Von: Eliyahu (eliyahusilver@hotmail.com) [Profil]
Datum: 03.03.2004 19:39
Message-ID: <7332f93b.0403031039.f6be31b@posting.google.com>
Newsgroup: nl.gezondheid.medisch nl.politiek nl.religie
Bs'd

How does male circumcision protect against HIV infection?

British Medical Journal, June 10, 2000, by Robert Szabo, Roger V Short

Summary points

The majority of men who are HIV positive have been infected through
the penis

There is conclusive epidemiological evidence to show that
uncircumcised men are at a much greater risk of becoming infected with
HIV than circumcised men

The inner surface of the foreskin contains Langerhans' cells with HIV
receptors; these cells are likely to be the primary point of viral
entry into the penis of an uncircumcised man

Male circumcision should be seriously considered as an additional
means of preventing HIV in all countries with a high prevalence of
infection

The development of HIV receptor blockers, which could be applied to
the penis or vagina before intercourse, might provide a new form of
HIV prevention

In his otherwise excellent review of the AIDS epidemic in the 21st
century, Fauci presented no new strategies for preventing the spread
of the disease.[1] He made no mention of male circumcision, yet there
is now compelling epidemiological evidence from over 40 studies which
shows that male circumcision provides significant protection against
HIV infection; circumcised males are two to eight times less likely to
become infected with HIV.[2] Furthermore, circumcision also protects
against other sexually transmitted infections, such as syphilis and
gonorrhoea,[3 4] and since people who have a sexually transmitted
infection are two to five times more likely to become infected with
HIV,[5] circumcision may be even more protective. The most dramatic
evidence of the protective effect of circumcision comes from a new
study of couples in Uganda who had discordant HIV status; in this
study the woman was HIV positive and her male partner was not.[6] No
new infections occurred among any of the 50 circumcised men over 30
months, whereas 40 of 137 uncircumcised men became infected during
this time. Both groups had been given free access to HIV testing,
intensive instruction about preventing infection, and free condoms
(which were continuously available), but 89% of the men never used
condoms, and condom use did not seem to influence the rate of
transmission of HIV. These findings should focus the spotlight of
scientific attention onto the foreskin. Why does its removal reduce a
man's susceptibility to HIV infection?

Methods

To compile the information for this review a Medline search was done
using the terms circumcision, HIV, Langerhans' cells, penis, foreskin,
and prepuce, and extensive email correspondence with other researchers
was also undertaken. Histological observations were carried out on
samples of penile tissue obtained from 13 perfusion fixed cadavers of
men aged 60-96 years, seven of whom had been circumcised.
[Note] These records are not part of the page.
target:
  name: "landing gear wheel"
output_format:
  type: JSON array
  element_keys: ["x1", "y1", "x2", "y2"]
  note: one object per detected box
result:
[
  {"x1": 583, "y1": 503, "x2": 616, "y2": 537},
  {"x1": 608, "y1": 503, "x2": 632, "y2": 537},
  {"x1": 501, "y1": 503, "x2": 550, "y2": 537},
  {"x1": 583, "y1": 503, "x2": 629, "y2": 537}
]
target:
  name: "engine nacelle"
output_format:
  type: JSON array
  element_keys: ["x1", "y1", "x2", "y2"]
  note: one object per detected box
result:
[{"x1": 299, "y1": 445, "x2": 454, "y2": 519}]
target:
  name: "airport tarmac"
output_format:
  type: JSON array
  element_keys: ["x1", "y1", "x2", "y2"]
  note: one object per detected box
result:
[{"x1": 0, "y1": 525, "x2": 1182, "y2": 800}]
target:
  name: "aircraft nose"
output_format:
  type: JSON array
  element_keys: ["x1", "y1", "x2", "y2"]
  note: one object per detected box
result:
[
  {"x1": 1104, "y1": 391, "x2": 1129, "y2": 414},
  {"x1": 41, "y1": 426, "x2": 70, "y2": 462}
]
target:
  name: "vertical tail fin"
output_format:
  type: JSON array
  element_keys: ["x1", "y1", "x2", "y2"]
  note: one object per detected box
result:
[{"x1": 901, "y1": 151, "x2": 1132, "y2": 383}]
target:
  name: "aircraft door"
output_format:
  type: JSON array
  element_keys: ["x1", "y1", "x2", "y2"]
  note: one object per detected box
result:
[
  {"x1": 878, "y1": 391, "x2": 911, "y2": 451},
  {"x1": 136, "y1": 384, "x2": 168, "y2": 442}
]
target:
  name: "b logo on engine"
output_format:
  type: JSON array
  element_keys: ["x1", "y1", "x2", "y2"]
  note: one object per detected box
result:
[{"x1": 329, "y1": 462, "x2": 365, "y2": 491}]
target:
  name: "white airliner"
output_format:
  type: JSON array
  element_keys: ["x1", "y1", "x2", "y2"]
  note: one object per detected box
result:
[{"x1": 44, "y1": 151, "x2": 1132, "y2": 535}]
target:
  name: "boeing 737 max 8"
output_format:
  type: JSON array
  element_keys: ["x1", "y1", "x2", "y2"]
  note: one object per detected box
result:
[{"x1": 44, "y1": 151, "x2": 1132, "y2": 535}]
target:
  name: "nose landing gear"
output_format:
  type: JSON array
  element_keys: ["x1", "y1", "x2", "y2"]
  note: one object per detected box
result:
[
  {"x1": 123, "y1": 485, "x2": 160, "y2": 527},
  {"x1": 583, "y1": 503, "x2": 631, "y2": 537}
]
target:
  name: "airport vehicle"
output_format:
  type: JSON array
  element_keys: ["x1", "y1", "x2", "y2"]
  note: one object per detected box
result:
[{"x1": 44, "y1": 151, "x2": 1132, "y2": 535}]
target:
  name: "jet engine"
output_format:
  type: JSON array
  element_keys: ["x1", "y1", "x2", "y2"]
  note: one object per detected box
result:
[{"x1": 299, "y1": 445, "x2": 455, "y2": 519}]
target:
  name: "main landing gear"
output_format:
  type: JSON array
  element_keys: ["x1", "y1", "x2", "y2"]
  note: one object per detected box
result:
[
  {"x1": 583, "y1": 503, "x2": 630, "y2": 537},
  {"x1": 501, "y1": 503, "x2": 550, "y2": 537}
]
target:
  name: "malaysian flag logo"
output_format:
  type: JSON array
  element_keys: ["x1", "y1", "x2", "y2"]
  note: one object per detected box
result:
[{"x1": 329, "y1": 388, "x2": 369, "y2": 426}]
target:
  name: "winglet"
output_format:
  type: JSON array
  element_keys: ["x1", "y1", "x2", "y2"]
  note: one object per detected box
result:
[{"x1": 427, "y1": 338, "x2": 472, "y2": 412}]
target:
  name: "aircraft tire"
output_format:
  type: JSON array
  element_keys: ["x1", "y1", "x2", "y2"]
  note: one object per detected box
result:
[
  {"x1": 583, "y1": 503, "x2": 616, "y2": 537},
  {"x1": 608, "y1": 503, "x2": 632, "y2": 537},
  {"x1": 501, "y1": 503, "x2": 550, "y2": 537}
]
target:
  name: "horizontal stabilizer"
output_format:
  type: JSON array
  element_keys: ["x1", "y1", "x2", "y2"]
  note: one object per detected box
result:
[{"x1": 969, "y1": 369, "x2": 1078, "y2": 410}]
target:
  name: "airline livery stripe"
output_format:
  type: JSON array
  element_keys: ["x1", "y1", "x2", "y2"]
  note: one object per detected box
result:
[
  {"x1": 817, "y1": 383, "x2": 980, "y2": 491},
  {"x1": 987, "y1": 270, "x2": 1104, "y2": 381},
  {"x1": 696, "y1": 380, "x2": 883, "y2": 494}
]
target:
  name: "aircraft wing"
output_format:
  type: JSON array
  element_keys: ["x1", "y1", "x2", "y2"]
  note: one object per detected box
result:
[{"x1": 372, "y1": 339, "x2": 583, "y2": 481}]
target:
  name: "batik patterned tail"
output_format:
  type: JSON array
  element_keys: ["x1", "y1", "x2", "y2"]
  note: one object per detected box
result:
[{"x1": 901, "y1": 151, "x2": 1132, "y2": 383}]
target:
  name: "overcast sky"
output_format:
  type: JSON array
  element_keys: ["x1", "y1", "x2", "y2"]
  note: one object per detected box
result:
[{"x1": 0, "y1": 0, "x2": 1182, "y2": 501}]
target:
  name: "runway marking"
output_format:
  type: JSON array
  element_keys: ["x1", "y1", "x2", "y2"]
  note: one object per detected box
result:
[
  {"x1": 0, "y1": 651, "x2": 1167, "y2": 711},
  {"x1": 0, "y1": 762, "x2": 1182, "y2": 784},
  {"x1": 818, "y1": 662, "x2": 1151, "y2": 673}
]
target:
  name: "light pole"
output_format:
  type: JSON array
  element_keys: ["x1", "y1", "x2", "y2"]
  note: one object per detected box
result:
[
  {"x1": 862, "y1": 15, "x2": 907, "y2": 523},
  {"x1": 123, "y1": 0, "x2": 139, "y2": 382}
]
The pathogenesis of sexually acquired HIV infection

Between 75% and 85% Of cases of HIV infection worldwide have probably
occurred during sexual activity.[7] Most cases of primary HIV
infection are thought to involve HIV binding initially to the CD4 and
CCR5 receptors found on antigen presenting cells--which include
macrophages, Langerhans' cells, and dendritic cells--in the genital
and rectal mucosa.

The most widely accepted model for the sexual transmission of HIV is
based on infection of the genital tract of rhesus macaques with simian
immunodeficiency virus,[8 9] After female macaques are inoculated
intravaginally with simian immunodeficiency virus, the virus targets
the Langerhans' cells located in the vaginal mucosa. Once infected,
these cells fuse with adjacent CD4 lymphocytes and migrate to deeper
tissues. Within two days of infection, the virus can be detected in
the internal iliac lymph nodes and shortly thereafter in systemic
lymph nodes. This ultimately leads to a fatal infection.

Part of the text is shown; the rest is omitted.